筆頭著者は2014年の若手勉強会の世話人だった畑中勇輝さんです。前回PNAS誌に筆頭著者として論文を発表
されてから2年しか経っていませんが、またもやインパクトの高い論文が発表されました。
受精後の雄性ゲノムでは、分化全能性の獲得に向けて、プロタミンからヒストンへの置換や能動的なDNAの
脱メチル化が起こります。しかし、その背景にある詳しい分子機構は分かっていません。
本研究では、これらの現象に関わる新たな因子としてMETTL23の同定に成功しています。
研究グループは、能動的なDNA脱メチル化に関与するGSEに着目しました。酵母ツーハイブリッド法を用いてGSEと
相互作用するタンパク質の探索を行い、見つかったのがアルギニンメチル化酵素の機能ドメインを持つMETTL23です。
さらにメチル化特異的抗体や質量分析を駆使して、METTL23がヒストンH3の17番目アルギニンのジメチル化を触媒することを明らかにしました。

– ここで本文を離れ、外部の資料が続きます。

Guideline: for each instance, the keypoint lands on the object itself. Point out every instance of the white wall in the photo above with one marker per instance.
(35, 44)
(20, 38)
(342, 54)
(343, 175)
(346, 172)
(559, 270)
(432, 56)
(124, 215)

続いてMettle23のKOマウスを作製しました。KO受精卵を観察してみると、雄性ゲノムで、DNA脱メチル化過程の
産物である5hmcの蓄積が起こりませんでした。さらに脱メチル化酵素TET3の雄性ゲノムへの蓄積も減少しました。
これよりMETTL23はTET3を雄性ゲノムへリクルートすることによって、DNA脱メチル化に関与していると考えられます。
解析はこれだけで終わりません。さらに17番目のアルギニンをリジンに置換したヒストンH3.3変異体を受精卵で
発現させると、雄性ゲノムへの取り込みが著しく減少しました。よってMETTL23は、TET3のリクルートだけでなく、
アルギニンジメチル化を介して、ヒストンH3.3の雄性ゲノムへの取り込みにも関わっていることが明らかになりました。
METTL23のKOマウスは産仔数が減るものの不妊ではないようです。スペースの都合で割愛させていただきましたが、
本研究ではGseのKOマウスも作製しており、KOマウスの生殖能力は低下していません。私達は不妊など表現型が
はっきりと出る因子に着目しがちですが、それでは重要な因子を見逃してしまうと改めて考えさせられました。
本研究では、酵母ツーハイブリッド法を用いて雄性ゲノム再構築に関わる因子を見事に同定しています。
ゲノム再構築に関わる因子は他にも多く存在すると考えられるため、本領域で築かれたネットワークを活用することで、
さらに新たな因子が見つかることが期待されます。